|
Los casinos no pueden prohibir la entrada de jugadores que
observen la frecuencia de los premios de la ruleta, y que, mediante un cálculo
de probabilidades y usando un programa informático, predigan resultados futuros
con escaso margen de error. Así lo establece el Tribunal Supremo en una
sentencia en la que considera que esos jugadores usan su ingenio, e invita a los
casinos a hacer lo mismo para defenderse de ellos.

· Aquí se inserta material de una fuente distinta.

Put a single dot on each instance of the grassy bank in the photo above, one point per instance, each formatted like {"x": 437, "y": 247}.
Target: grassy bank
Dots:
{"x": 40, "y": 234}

La resolución rechaza el recurso del Casino de Juego
Gran Madrid, situado en la localidad madrileña de Torrelodones, que defendía su
derecho a prohibir la entrada al local a un grupo de jugadores que, durante un
largo periodo de tiempo, determinaron la frecuencia de los resultados de la
ruleta, y tomando como base esas tendencias, podían predecir resultados con
mínimo margen de error.
El casino consideró que se trataba de la comisión de
"irregularidades en la práctica de los juegos", que es causa de prohibición de
acceso al local según el Reglamento de Casinos de Juego aprobado por el
Ministerio del Interior en 1979.
El Supremo rechaza el argumento por
entender que el juego de la ruleta, cuando las personas a las que se prohibió la
entrada participaron en él, "no dejó de practicarse con toda regularidad, sin
manipulación alguna de la propia ruleta, sin sustituir la elección del número o
números a cuyo favor se apuesta después del momento en que ello ya no es
permitido, sin influir en momento alguno en el discurrir de la bola y del
cilindro con sujeción, por tanto al azar del número en que la bola finalmente se
pose".
Según la sentencia, en los referidos jugadores "hubo,
sin más, la utilización del ingenio y la aplicación de la técnica informática
para descubrir que en una o unas determinadas ruletas unos números tenían, por
causas físicas atinentes a ligerísimas imperfecciones de construcción o
colocación, imperceptibles a simple vista, más probabilidades que otros en
resultar ganadores a lo largo de un tiempo de juego más o menos
prolongado".
El Supremo señala que "la lícita reacción defensiva" de
la empresa titular del casino "no pasa por la expulsión o prohibición de entrada
de aquellos jugadores, sino por el cambio de emplazamiento de las ruletas, el
intercambio de sus componentes, o la mejora en el diseño, construcción o
asentamiento de unas u otros". En definitiva, el alto tribunal establece que los
jugadores no hicieron trampa ni cometieron ninguna irregularidad.
La Sala de lo Contencioso-Administrativo del alto
tribunal confirma así la resolución del delegado del Gobierno en Madrid, de
agosto de 1994, que levantó la prohibición de acceso a los jugadores, así como
la sentencia del Tribunal Superior de Justicia de Madrid que avaló esa decisión.